RV House Battery Maintenance
Follow your battery manufacturer’s guidelines for maintenance. Here are some basic guidelines that may apply based on your battery type and the environmental and usage conditions. Heat from either the environment or excessive usage will accelerate corrosion.
- Disconnect batteries and clean battery posts and terminal connections. There are specialized battery brushes available.
- Tighten and lubricate terminal connections to prevent oxidation and minimize corrosion. Use an anti-corrosion spray or dielectric grease based on your manufacturer’s recommendation.
- Add water to flooded cell batteries. Generally, the added distilled water should not exceed 1/8 to ¼ inch above the lead plate. These batteries lose some water every time they are charged.
- Completely charge your batteries before storing your rig. As part of your storage process, also disconnect all electric connections, including the serial or parallel connectors. This is extremely important since many RV appliances pull current even when they are turned off. Monitors, detectors and entertainment devices all contribute to drawing down the charge levels if the battery remains connected. Even when disconnected your battery will lose some of its charge each month it is in storage. Flooded cell batteries lose their charge at a faster rate than sealed batteries. It is a good idea to reconnect the battery and charge it during the storage period, restoring it to fully charged status.
- Test the conductivity of your battery by using a digital voltmeter after 12 hours of non-usage and non-charging. Load testing can be done at an auto parts store.

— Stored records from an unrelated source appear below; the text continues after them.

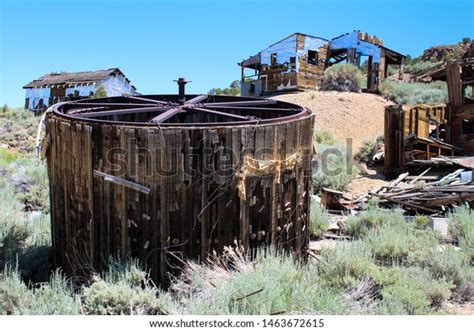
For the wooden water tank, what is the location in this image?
[45,95,313,286]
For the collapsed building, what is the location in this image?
[238,31,405,96]
[385,45,474,176]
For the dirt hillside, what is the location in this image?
[274,91,390,151]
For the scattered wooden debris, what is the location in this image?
[356,169,474,214]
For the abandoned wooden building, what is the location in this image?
[239,31,405,96]
[23,68,136,111]
[385,46,474,175]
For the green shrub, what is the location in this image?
[365,220,438,265]
[381,79,448,105]
[0,265,80,315]
[379,267,453,315]
[20,271,80,315]
[346,208,405,238]
[314,130,337,145]
[321,63,364,92]
[166,250,356,315]
[312,145,357,193]
[309,197,329,237]
[428,245,474,302]
[83,261,160,315]
[318,241,378,289]
[404,61,442,74]
[0,265,33,315]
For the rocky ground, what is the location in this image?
[274,91,391,154]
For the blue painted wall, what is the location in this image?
[26,75,136,109]
[329,31,381,63]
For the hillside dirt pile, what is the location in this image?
[273,91,391,149]
[273,91,392,197]
[421,42,471,62]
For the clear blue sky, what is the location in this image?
[0,0,474,106]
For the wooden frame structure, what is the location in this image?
[46,95,314,286]
[385,44,474,175]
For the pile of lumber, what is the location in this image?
[360,169,474,214]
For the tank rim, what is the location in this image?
[50,94,313,128]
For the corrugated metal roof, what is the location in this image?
[23,68,125,88]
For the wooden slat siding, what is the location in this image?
[187,130,202,259]
[260,125,279,244]
[297,116,314,258]
[212,130,225,252]
[167,130,184,264]
[221,130,235,246]
[292,122,304,259]
[200,129,211,261]
[179,130,193,256]
[109,126,120,258]
[282,123,296,249]
[66,123,78,265]
[82,125,95,267]
[60,122,74,273]
[115,127,129,259]
[70,123,87,268]
[446,61,463,107]
[303,114,316,258]
[92,125,105,270]
[125,129,140,257]
[231,128,242,245]
[143,129,158,279]
[252,126,269,248]
[46,118,58,268]
[101,125,114,265]
[160,130,173,284]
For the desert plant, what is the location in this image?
[0,265,33,315]
[20,271,80,315]
[379,267,453,315]
[166,250,357,315]
[320,63,364,92]
[381,80,448,104]
[346,208,404,238]
[312,144,357,193]
[448,206,474,260]
[428,245,474,302]
[83,260,161,315]
[364,220,438,265]
[314,130,337,145]
[318,241,378,289]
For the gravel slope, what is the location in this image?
[273,91,391,151]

- Equalizing batteries – Sulfite crystals can be loosened from the lead plates by performing a controlled overcharge of flooded cell batteries. Each cell’s state of charge can be checked by using a battery hydrometer. Carefully follow the manufacturer’s instructions and safety guidelines if attempting this maintenance on a flooded cell battery.
Buying New RV Batteries
When a house battery fails, it is best to replace all the batteries at the same since they work together.
When you are shopping for RV vehicle and house batteries, note the offered warranty. In many cases the battery will not function for the full warranty period. You may be able to apply a rebate on your new battery purchase.

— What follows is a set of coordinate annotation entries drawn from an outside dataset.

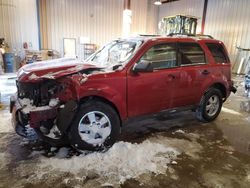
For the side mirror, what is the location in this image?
[133,60,153,73]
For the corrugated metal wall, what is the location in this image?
[158,0,250,67]
[42,0,158,58]
[46,0,123,58]
[0,0,39,53]
[158,0,204,32]
[205,0,250,67]
[131,0,158,35]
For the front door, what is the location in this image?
[127,43,180,117]
[173,41,211,107]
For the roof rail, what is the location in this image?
[167,33,213,39]
[139,34,161,37]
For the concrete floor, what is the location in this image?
[0,74,250,188]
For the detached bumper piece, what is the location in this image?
[230,86,237,93]
[12,106,38,140]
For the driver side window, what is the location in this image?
[139,43,177,70]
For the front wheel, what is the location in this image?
[196,88,223,122]
[69,101,120,150]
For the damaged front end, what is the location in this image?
[10,79,77,143]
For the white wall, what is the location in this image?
[0,0,39,52]
[46,0,158,58]
[46,0,123,58]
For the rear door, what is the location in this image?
[127,43,180,117]
[173,41,211,107]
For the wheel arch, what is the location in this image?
[80,95,122,126]
[205,82,227,101]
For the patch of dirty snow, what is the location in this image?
[173,129,185,134]
[40,141,180,183]
[221,107,242,116]
[0,152,9,169]
[56,147,70,159]
[0,110,14,133]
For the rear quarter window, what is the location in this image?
[206,43,230,63]
[179,42,206,66]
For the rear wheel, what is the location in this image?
[68,101,120,150]
[196,88,223,122]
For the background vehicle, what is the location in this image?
[11,36,235,150]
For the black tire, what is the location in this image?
[196,88,223,123]
[68,100,121,151]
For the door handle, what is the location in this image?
[201,70,210,75]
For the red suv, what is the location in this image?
[10,36,236,150]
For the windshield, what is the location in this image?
[87,40,142,67]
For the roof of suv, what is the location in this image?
[127,34,220,42]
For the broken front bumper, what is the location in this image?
[10,97,57,139]
[10,97,78,137]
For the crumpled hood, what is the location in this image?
[17,58,98,82]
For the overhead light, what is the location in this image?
[154,0,162,5]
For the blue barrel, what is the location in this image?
[3,53,15,73]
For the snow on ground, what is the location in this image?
[40,141,180,183]
[12,133,203,187]
[0,110,13,133]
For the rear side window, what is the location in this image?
[139,43,177,69]
[179,43,206,65]
[206,43,229,63]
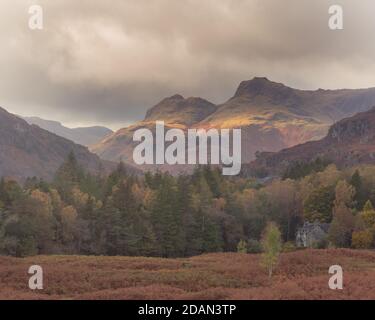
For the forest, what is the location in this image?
[0,153,375,257]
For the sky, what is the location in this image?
[0,0,375,129]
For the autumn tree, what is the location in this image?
[262,222,282,278]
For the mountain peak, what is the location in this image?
[145,95,217,126]
[235,77,293,97]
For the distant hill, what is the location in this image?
[91,78,375,172]
[247,107,375,175]
[0,108,111,180]
[23,117,113,146]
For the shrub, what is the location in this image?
[283,241,297,252]
[247,239,262,253]
[237,240,247,253]
[352,230,374,249]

Also, be prepared for sticker shock when you see how expensive new deep cycling batteries are when compared to vehicle batteries. If you are ready to shop for new house batteries, be aware of the amp hours you want and need as well as the space you have in your battery compartment. Some batteries with higher amp hours are bigger than the lower amp hour batteries. Also be aware of the electrical cabling you have: serial or parallel configuration.